Home > News > Gold production in 2012...

Gold production in 2012 from Brigus sets record

May 21, 2013

 

By Gregory Reynolds

Having achieved record gold production levels in 2012, Brigus Gold Corp. is looking forward to an even better 2013 at its Northeastern Ontario operations.

Key milestones for the year include a 39% increase in production, 77,374 ounces as compared to 55,756 ounces in 2011, and achieving cash costs of $685 per ounce in the fourth quarter.

Wade Dawe, chairman and CEO of Brigus Gold, commented: “In 2012, we successfully achieved many key objectives that align with our vision of becoming a leading Canadian gold producer.

We realized record production levels at our Black Fox mine, significantly lowered our cash costs, increased profitability and continued to invest in exploration on the Grey Fox property to increase our gold resources.

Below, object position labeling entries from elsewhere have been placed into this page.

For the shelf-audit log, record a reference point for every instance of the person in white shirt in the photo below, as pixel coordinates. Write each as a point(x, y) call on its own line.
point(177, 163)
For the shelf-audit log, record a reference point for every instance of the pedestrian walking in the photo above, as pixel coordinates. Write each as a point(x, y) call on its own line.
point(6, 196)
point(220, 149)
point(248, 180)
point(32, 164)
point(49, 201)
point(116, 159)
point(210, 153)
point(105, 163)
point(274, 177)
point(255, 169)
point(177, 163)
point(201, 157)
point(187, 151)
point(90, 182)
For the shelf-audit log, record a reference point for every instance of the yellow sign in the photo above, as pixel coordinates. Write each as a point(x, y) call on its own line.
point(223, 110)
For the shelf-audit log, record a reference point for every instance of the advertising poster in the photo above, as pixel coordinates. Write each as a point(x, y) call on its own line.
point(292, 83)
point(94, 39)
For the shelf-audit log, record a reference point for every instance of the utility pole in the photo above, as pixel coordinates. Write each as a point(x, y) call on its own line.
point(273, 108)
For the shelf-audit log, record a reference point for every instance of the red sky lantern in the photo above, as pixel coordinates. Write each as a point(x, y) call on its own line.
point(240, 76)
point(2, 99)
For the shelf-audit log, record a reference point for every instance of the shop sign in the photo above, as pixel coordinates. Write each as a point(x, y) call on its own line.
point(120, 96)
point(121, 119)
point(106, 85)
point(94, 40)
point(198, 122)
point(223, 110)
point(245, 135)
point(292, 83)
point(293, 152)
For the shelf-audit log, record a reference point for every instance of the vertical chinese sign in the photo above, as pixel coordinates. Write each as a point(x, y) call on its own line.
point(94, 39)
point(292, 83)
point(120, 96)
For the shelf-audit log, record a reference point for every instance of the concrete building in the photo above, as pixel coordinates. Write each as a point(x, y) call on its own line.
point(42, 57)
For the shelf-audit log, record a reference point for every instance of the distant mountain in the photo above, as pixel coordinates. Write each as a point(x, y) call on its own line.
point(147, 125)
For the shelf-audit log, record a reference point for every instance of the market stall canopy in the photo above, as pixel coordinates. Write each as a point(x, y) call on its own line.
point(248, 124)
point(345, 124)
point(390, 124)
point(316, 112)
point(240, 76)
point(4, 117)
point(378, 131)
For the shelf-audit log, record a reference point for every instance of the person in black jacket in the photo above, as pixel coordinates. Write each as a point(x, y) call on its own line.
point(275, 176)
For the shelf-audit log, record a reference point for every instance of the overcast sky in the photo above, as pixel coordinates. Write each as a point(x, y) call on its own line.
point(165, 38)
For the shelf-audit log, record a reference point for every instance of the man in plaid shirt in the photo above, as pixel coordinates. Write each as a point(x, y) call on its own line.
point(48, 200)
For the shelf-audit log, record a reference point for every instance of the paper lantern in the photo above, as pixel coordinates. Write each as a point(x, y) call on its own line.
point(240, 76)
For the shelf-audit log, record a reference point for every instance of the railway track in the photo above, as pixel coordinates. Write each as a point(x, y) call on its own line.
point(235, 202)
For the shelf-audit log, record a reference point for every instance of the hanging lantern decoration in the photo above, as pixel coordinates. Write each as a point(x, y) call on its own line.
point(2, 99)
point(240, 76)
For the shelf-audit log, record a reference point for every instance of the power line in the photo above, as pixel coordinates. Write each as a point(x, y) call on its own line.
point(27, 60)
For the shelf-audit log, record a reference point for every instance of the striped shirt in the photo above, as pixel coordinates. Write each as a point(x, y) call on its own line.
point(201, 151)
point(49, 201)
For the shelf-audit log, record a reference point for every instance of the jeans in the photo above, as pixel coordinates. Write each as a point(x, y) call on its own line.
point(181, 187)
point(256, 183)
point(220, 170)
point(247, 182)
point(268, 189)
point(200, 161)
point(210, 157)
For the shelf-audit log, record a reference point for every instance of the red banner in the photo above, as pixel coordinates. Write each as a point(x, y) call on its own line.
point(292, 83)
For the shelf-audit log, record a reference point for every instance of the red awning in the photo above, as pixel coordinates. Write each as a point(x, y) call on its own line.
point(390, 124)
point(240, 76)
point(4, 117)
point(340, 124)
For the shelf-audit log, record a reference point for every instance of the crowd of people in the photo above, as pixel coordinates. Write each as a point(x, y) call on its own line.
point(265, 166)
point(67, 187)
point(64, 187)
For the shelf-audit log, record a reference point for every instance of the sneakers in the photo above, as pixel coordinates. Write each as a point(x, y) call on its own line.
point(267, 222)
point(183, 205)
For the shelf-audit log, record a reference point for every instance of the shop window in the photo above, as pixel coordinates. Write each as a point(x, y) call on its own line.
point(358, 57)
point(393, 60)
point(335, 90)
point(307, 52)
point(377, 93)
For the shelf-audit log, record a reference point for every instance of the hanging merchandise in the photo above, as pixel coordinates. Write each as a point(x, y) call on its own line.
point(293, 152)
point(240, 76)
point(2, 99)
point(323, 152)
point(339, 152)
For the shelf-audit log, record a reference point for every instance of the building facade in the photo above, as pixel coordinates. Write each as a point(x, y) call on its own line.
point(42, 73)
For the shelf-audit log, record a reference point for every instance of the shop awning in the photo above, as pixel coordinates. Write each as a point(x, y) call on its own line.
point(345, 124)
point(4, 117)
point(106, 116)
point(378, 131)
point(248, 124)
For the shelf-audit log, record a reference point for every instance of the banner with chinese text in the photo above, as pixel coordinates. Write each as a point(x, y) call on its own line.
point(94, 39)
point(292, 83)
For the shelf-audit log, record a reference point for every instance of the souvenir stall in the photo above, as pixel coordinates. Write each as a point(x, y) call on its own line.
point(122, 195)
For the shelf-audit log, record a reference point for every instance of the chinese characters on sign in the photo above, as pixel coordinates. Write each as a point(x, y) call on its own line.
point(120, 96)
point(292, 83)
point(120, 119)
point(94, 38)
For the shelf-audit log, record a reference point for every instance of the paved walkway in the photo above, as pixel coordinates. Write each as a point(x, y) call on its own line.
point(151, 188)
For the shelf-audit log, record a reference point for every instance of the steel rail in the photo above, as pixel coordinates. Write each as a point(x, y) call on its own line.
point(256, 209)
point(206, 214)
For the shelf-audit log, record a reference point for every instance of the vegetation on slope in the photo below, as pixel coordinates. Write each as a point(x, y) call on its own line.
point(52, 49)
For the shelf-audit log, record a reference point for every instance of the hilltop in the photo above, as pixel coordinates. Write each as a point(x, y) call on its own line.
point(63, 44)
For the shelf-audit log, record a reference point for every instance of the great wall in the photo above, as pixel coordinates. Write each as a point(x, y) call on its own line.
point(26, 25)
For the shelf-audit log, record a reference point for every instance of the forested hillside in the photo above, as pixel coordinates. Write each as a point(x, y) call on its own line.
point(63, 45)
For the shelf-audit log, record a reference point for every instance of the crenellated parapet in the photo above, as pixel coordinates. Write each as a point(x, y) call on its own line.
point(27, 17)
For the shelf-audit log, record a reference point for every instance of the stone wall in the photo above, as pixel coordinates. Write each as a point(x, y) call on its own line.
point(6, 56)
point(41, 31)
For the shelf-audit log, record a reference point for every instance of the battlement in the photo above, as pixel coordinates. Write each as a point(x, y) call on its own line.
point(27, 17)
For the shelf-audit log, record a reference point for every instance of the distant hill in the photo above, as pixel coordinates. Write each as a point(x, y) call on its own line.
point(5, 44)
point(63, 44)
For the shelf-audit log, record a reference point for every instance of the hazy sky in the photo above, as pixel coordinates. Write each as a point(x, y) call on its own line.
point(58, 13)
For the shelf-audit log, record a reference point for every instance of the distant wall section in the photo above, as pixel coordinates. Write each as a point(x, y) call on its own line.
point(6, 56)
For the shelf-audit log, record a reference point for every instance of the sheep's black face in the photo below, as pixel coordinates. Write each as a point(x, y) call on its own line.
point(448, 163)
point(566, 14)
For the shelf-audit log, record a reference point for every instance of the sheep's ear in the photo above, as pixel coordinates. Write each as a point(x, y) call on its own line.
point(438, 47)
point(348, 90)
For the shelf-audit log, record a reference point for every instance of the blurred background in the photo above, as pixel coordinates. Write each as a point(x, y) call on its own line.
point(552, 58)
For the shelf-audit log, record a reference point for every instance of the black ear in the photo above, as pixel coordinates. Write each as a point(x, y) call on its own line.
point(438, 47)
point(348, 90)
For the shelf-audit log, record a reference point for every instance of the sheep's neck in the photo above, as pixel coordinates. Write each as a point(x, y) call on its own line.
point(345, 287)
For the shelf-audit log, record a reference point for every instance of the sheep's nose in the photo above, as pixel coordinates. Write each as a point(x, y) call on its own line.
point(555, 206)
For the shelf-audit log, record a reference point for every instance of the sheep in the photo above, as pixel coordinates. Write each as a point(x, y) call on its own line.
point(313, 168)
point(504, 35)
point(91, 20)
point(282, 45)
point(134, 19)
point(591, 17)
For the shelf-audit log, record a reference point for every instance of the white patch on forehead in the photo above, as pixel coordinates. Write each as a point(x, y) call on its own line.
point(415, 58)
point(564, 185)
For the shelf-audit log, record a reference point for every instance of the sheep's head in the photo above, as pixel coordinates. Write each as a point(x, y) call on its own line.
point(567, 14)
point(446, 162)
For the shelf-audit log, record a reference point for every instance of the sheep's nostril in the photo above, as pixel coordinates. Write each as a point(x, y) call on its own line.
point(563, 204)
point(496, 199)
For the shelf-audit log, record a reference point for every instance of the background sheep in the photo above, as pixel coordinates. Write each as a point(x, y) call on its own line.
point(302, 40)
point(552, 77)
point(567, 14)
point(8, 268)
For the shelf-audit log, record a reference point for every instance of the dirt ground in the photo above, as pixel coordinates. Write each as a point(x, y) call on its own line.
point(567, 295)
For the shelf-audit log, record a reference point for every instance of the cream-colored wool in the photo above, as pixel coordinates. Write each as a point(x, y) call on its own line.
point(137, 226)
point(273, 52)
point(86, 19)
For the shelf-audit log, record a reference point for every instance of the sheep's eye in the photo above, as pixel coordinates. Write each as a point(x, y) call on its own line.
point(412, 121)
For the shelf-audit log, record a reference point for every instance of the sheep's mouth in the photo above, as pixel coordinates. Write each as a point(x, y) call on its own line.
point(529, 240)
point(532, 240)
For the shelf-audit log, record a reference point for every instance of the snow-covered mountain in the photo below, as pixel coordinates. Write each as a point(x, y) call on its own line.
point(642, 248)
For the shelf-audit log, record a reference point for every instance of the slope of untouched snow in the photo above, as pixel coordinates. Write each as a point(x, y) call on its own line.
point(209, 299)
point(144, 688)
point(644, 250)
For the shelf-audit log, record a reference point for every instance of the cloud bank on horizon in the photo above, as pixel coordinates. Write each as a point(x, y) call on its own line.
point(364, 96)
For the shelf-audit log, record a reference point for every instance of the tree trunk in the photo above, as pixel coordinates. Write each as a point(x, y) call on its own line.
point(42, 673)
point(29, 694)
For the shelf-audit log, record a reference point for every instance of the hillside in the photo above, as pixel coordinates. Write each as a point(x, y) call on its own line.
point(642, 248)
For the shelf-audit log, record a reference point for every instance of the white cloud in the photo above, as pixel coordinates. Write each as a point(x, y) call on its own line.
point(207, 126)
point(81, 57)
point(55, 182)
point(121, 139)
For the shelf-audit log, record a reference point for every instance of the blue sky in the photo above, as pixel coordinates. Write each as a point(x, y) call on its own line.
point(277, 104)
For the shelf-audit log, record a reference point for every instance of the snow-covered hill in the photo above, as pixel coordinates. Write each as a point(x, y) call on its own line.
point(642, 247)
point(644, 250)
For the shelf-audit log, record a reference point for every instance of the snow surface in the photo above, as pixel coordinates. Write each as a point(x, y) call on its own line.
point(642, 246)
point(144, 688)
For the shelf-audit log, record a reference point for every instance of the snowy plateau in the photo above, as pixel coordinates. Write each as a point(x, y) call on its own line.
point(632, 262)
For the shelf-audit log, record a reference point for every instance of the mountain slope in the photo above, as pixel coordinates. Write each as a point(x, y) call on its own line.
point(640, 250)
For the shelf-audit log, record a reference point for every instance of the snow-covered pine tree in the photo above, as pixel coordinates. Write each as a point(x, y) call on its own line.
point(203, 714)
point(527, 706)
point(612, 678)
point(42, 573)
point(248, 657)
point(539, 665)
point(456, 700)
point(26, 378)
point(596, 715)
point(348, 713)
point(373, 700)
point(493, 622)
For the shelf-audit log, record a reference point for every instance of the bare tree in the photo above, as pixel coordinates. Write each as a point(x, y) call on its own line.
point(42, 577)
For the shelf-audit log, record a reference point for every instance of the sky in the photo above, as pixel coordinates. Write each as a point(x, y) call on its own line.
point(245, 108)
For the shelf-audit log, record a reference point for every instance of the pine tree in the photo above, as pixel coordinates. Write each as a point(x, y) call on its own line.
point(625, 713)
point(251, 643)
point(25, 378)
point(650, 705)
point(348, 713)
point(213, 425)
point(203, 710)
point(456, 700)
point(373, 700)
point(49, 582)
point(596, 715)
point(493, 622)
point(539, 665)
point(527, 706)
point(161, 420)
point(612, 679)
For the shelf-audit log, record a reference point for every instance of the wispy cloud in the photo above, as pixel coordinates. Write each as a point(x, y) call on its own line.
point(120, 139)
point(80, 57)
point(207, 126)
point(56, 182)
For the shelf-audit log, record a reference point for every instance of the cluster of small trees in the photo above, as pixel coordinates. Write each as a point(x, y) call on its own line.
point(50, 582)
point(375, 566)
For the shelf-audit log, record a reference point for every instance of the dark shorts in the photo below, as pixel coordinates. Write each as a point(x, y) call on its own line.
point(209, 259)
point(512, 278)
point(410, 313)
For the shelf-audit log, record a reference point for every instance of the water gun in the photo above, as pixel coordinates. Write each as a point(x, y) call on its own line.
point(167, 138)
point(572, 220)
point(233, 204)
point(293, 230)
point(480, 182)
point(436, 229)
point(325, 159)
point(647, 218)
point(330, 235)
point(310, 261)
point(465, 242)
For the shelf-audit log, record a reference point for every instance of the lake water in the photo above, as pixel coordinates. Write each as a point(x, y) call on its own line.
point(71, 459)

These positive trends will continue during 2013 as we further increase gold production and revenues while carefully managing costs and expenditures at the Black Fox mine.”

Brigus is a growing Canadian gold producer committed to maximizing shareholder value through a strategy of efficient production, targeted exploration and select acquisitions.

The company operates the wholly owned Black Fox mine and mill in the Timmins Gold District of Ontario.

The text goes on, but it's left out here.